Brother XII’s politics could be summed up in a single word—conspiracy. He repeatedly warned about the power of monopolies, predecessors of today’s transnational corporations, claiming they would soon control every aspect of human life. He accused the media of keeping the masses ignorant about the true state of affairs that prevailed in the world, alleging that a clandestine power controlled everything from the price of bread to the policies of nations: “Sleeping or waking, you are the chained victims of this fearful thing—Invisible Control. No president is ever elected or King crowned, no treaty ever signed or army moved, unless it be at the bidding, or at least with the knowledge and consent, of this unseen power which controls prince and president and peasant alike.”
Senator Heflin speaks at a Ku Klux Klan rally in New York State, June 18, 1928.
Determined to achieve political power, Brother XII attempted to establish a Third Party in the United States. In January, 1928, he met with members of the U.S. Senate and House of Representatives in Washington, D.C., forging an alliance with Alabama Senator James Thomas Heflin, a vociferous critic of the Hoover administration.

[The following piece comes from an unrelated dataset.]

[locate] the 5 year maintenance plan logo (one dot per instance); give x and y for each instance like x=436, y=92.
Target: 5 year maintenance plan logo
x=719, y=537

He also conferred with the Ku Klux Klan, which vigorously opposed the presidential candidacy of New York Governor Alfred E. Smith, a Roman Catholic who was thought to be a willing tool of the Vatican. Brother XII claimed that voters didn’t have a real choice:“Elect Hoover and you will be plundered in a thousand ways. Elect Smith and freedom will become a memory in the land.”
Brother XII worked tirelessly to make his Third Party a potent political force. He planned to achieve the biggest electoral upset in American history. On July 5, 1928, he confidently declared: “I expect to select and will select the man who will be the next president of the United States.”